CONVERSAS DE CAFETINAS
Sérgio Maggio
160 páginas
14×21 cm
R$ 31,00
ISBN 978-85-60171-07-1

“Amei Raimundo Temporal, amei Congo de Ouro, amei Pai, amei Sena, que deitava na minha cama, todo bacana”, anuncia a mulher, esparramada em si mesma, 110 quilos de lembranças. “Era um homem gostoso, cabeludo. Parecia um macaco, tinha um perfume que embelezava a gente.”

Essa é Saiana, figura de uma época que torcia as ancas para preservativo, “com camisinha não tem buceta que fique apertada”. Que avisa: “Na minha casa, abaixo de Deus, eu. Abaixo de mim, a polícia.” Tem Nini, que só amou um homem que ficou noivo de outra e agora envelhece ao lado de um que não ama. Tem dona Cabeluda, mulher que amarra a palavra literalmente no fio do bigode. Inaugurou o negócio no tempo em que prostituta usava “vestido meia-perna e sapatos de salto alto” e segue firmona, 30 anos depois, administrando “10 mulheres que usam um taco de short combinando com um taco de blusa”. E Andréa, que capitaneia seu “Cabaré das Donzelas Inocentes” nem tão inocentes assim, porque volta e meia ela fica nervosa e “dá uns tapinhas…. mas nada de violência, coisas de mãe”.

E ainda Gina, Minininha, Juci e Fátima, uma soma robusta de oito cafetinas. Ou “donas de casa”, como elas preferem. Oito contadoras de uma história que seduz o jornalista Sérgio Maggio desde o tempo em que, menino, ele se solidarizava com os ciúmes da mãe diante dos olhares compridos do pai para as misteriosas moças do cabaré. Ou quando, aos oito anos, escondido embaixo da mesa da sala, enchia os olhos com Maria Machadão e as mulheres coloridas do bordel Bataclã, na novela Gabriela.

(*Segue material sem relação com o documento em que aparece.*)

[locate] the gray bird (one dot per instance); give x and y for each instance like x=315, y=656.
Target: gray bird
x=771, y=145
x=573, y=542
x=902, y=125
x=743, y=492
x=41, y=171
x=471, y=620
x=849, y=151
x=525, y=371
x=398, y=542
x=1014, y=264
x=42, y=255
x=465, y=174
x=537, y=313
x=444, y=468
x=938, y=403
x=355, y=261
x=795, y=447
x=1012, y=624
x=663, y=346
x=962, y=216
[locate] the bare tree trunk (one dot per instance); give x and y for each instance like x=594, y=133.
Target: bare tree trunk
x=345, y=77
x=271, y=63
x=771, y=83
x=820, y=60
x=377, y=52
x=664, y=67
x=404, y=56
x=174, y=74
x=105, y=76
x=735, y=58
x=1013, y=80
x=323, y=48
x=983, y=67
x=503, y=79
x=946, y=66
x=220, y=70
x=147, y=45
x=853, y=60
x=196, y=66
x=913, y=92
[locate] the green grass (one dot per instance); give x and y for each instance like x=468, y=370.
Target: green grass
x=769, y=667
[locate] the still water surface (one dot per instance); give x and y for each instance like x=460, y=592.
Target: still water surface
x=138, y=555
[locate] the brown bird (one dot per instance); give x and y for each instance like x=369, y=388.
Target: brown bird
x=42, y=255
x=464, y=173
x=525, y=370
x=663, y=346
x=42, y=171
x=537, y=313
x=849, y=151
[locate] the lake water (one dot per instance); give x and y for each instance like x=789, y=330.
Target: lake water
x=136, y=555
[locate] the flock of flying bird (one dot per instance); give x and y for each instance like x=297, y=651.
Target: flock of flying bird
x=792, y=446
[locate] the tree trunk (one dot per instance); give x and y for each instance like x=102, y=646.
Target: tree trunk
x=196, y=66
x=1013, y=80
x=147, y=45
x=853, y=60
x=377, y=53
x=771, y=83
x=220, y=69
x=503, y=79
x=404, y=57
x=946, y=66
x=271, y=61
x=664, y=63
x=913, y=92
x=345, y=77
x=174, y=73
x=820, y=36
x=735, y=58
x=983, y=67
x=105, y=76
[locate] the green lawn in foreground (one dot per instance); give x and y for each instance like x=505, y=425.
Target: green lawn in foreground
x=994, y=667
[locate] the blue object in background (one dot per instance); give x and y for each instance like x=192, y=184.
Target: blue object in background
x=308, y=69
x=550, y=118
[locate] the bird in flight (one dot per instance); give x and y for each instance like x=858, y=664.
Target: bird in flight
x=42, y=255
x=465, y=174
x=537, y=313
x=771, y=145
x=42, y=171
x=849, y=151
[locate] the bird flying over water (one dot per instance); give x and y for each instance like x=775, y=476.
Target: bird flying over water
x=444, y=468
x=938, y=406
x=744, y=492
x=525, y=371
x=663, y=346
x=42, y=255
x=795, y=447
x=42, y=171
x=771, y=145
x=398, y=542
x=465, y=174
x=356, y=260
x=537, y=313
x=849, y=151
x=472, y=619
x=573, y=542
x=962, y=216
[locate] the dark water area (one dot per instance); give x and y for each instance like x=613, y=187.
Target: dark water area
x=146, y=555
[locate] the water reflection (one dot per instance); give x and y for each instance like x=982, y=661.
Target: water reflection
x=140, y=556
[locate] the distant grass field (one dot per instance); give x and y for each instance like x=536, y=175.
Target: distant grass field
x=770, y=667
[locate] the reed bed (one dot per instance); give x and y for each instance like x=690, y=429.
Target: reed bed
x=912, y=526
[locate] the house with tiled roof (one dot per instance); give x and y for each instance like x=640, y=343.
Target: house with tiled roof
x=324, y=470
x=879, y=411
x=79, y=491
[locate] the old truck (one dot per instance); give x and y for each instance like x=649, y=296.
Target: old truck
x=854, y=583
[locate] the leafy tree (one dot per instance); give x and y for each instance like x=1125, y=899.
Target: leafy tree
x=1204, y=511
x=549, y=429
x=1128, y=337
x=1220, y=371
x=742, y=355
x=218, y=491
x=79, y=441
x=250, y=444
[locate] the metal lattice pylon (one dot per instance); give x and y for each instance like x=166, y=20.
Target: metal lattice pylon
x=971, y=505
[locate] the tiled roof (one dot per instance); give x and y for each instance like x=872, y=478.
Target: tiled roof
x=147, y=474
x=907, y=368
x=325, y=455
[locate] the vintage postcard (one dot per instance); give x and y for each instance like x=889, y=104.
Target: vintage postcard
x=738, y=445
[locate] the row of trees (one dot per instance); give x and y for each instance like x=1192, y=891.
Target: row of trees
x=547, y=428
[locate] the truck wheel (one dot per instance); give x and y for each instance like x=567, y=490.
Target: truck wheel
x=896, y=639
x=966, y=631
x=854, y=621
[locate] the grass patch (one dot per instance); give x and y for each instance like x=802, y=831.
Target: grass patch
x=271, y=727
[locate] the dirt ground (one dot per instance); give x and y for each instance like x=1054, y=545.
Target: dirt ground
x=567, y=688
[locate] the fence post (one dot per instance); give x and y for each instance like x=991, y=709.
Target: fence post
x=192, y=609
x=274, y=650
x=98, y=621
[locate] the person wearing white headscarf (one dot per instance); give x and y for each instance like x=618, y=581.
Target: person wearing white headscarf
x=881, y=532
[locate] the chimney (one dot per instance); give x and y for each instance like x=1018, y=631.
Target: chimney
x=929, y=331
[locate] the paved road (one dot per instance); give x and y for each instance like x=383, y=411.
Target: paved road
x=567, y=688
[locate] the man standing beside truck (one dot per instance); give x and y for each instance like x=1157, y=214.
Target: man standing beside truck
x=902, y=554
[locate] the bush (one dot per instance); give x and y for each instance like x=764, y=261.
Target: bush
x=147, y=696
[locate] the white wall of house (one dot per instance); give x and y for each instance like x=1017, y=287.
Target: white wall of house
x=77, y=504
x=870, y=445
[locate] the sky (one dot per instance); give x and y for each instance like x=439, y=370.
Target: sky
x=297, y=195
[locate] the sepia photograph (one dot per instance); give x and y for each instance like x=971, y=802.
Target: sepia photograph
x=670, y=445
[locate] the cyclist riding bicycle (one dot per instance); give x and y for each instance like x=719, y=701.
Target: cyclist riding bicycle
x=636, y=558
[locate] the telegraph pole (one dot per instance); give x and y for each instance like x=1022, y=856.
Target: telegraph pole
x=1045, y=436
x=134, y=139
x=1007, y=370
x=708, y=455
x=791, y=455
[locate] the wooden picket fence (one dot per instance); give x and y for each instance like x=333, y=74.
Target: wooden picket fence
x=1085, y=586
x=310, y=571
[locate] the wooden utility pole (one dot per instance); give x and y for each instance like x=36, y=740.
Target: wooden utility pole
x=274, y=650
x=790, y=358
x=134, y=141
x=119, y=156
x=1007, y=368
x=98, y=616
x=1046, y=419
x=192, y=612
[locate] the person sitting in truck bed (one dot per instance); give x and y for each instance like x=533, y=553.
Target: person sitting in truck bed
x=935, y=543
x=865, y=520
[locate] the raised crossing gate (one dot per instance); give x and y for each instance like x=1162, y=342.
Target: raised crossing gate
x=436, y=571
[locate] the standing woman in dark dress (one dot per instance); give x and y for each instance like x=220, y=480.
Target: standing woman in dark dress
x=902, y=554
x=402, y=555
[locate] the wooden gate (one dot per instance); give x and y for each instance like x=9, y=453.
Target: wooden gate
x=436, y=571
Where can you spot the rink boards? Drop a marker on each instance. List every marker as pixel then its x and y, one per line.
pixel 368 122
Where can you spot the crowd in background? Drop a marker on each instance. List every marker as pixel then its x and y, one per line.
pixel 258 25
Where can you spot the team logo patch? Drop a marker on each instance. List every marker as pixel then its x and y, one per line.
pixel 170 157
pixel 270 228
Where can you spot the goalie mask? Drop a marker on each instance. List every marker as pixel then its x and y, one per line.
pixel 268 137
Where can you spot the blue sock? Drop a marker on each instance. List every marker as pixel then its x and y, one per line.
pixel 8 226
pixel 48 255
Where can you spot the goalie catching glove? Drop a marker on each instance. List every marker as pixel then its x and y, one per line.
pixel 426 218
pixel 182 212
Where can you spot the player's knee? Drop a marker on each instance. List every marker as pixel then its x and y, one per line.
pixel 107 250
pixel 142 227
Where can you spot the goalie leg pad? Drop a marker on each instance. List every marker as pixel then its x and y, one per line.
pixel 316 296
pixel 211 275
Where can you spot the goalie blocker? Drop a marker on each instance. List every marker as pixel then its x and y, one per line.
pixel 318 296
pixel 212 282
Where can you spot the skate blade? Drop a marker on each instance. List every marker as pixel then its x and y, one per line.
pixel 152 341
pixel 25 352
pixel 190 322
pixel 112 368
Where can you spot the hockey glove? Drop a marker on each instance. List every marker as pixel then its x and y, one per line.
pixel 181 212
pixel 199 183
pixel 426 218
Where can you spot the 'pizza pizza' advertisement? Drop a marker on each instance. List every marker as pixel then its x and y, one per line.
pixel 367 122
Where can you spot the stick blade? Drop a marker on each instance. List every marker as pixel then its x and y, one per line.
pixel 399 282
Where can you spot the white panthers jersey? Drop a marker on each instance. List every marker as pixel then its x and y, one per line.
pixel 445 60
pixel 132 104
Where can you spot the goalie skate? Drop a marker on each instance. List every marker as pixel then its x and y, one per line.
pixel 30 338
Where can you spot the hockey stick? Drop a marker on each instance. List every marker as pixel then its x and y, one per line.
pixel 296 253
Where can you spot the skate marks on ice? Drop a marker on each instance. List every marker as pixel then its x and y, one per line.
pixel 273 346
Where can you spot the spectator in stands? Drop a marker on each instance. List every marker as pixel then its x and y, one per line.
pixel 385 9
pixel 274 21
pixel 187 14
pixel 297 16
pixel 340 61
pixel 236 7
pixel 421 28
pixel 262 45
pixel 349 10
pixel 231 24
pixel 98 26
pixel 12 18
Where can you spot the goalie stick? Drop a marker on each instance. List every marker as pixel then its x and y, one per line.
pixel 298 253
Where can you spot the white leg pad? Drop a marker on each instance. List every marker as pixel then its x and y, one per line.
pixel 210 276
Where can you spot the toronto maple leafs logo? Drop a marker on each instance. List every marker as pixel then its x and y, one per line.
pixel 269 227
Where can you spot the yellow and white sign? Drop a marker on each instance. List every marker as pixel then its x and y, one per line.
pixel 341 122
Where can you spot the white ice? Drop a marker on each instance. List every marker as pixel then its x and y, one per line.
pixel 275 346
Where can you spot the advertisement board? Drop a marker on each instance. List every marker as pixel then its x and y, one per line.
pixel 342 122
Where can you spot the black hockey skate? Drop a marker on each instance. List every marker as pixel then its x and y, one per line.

Sérgio Maggio andou por ladeiras de Salvador e curvas de cidadezinhas do interior baiano para escutar não prostitutas, mas cafetinas, as mulheres no comando do prazer e da dor, administradoras de não-ditos na vida das cidades. Na esquina dessas conversas, às vezes tensas, encontram-se duas mitologias, a do repórter que veio buscar segredos, a das cafetinas que, no vício da profissão, tentam adivinhar que mercadoria agradaria mais ao freguês.

Nesse jogo de esconde-esconde, as verdades assomam nos vãos da prosa, na existência substantiva dessas mulheres, no absurdo do cotidiano que escapa de todo o controle, na vida que elas gostariam de acreditar que comandam, mas que escorrega por entre os dedos. Estão, todas as oito e cada uma ao seu modo, agarradas à possibilidade de reinvenção pela palavra num mundo que se desmancha, cada vez mais incertas do seu lugar. Aqui também a vida se ilumina nos cantos escuros da narrativa.